If approved, a new COVID treatment could be made in Ontario


Ottawa and a major pharmaceutical company are hoping for a prescription for a promising new treatment for COVID-19.

Pharmaceutical giant Merck joined the federal and provincial governments on Monday in announcing not only the treatment, but that Canada will be one of three international sites where it will be manufactured.

If the necessary regulators approve it, the center will be set up for $ 19 million in Whitby, Ont., About 55 km east of Toronto, and will create 50 local jobs.

Molnupiravir is a medicine in pill form. It is in clinical trials and has not been approved for general use by Health Canada, but early studies are showing promise. A report found that, taken a few days after the first symptoms of COVID appear, it could reduce hospitalizations and deaths by about 30% in mild to moderate cases.

Federal Minister of Science and Innovation François-Philippe Champagne called this a big step forward for Canada’s biofabrication sector, which has been lagging behind for decades.

“This is good news for workers, good news for Ontario’s life sciences industry and good news for Canadians,” said the Minister.

The use of molnupiravir is also not permitted in the United States, but the Food and Drug Administration narrowly voted last month to speed up the process. As usual, the United States is moving faster than Canada on approving a drug related to COVID, including vaccines.

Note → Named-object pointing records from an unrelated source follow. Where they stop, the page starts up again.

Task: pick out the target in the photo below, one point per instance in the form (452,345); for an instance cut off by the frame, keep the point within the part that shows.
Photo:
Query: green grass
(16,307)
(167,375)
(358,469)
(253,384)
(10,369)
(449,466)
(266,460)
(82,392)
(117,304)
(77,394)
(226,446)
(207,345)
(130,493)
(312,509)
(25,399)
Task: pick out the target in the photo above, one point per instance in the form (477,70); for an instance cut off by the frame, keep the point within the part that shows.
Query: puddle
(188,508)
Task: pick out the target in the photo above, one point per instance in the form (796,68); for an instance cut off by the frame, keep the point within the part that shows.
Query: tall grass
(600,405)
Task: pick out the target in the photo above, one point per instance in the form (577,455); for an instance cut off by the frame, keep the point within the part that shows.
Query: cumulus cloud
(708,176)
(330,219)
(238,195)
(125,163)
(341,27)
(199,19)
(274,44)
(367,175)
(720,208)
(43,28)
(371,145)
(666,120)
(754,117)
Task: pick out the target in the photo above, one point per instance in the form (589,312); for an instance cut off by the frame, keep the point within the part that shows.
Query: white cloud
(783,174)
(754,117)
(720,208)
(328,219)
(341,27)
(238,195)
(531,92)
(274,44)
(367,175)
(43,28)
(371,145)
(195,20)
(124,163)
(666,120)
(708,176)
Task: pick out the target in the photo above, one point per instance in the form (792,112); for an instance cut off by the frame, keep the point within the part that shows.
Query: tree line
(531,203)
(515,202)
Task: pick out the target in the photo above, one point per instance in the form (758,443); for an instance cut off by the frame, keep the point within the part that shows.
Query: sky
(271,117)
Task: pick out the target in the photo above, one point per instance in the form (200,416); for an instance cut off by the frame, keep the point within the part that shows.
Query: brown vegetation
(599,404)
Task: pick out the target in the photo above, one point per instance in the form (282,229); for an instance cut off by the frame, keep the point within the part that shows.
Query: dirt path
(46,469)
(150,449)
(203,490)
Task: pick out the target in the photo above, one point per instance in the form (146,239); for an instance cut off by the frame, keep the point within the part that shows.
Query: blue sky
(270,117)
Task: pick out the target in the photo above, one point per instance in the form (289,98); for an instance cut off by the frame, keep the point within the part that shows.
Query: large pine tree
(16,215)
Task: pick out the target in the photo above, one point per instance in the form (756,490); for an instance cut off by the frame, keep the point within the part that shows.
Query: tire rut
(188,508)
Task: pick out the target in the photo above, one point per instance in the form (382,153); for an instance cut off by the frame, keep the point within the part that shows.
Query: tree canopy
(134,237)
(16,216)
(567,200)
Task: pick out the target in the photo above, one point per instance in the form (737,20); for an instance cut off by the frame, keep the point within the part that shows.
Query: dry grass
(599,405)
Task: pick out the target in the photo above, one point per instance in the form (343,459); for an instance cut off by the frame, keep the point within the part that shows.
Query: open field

The drug works by synthesizing blocks of RNA from the virus, but by adding so many mutations, the virus cannot replicate itself, thereby bypassing it. It’s for people at high risk of developing serious complications from COVID, and should work against variants like Delta. It has not yet been tested on the Omicron variant.

“History is on the move here in Ontario,” Economic Development Minister Vic Fedeli told Toronto’s MaRS Discovery District. “This investment shows that our plan for the economy is indeed working.”

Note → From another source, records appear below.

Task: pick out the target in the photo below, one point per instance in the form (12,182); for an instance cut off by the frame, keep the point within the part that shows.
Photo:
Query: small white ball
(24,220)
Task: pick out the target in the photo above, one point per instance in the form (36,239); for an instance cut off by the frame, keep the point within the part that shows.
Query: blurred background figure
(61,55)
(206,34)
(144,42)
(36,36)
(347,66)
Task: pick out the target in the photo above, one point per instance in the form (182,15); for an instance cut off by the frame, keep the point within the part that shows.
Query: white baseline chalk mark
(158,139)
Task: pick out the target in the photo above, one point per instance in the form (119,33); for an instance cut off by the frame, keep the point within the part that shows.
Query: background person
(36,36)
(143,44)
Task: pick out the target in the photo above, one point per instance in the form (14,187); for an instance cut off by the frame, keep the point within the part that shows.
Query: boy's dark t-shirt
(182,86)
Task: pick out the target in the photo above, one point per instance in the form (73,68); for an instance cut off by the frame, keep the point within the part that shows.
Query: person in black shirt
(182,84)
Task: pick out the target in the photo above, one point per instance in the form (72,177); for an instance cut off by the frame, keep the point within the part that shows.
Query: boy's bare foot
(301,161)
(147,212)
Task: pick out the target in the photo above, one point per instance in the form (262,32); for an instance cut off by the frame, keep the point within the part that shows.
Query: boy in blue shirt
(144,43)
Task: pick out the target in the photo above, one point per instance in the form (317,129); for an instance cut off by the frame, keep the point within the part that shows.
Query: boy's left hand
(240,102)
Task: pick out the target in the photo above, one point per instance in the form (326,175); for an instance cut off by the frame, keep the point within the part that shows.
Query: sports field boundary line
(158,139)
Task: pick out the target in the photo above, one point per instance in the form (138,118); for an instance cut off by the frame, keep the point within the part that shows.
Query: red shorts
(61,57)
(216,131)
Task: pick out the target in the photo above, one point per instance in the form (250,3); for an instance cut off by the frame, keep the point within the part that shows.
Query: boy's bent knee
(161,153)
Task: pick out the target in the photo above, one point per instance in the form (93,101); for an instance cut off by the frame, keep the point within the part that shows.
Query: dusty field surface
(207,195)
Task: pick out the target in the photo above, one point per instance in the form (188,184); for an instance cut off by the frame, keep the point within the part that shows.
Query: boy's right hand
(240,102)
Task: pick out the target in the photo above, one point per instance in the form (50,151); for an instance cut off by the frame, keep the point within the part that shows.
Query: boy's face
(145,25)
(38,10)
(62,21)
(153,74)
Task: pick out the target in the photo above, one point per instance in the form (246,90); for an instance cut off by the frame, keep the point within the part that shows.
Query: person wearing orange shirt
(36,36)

The chairman of Merck said the company chose the Whitby plant because it was already used to make pharmaceuticals and could quickly manufacture large quantities of a drug that is in immediate demand.

Anticipating Health Canada approval, Canada said last week it was purchasing up to 1.5 million antiviral treatments to treat COVID, including 500,000 from Merck, with an option for another 500,000. Pfizer has also manufactured a pill for the same purpose for which it is seeking approval.

But drug therapy does not replace vaccines, Federal Purchasing Minister Filomena Tassi said last Friday. “It’s just another tool in the toolbox, but an important tool,” she said.

One of the advantages of Molnupiravirat is that it does not require hospitalization, unlike intravenous treatments, which makes it accessible to more people. Merck’s treatment consists of four tablets a day for five days.

Clinical trials are being conducted at the University Health Network in Toronto and Juravinski Hospital in Hamilton.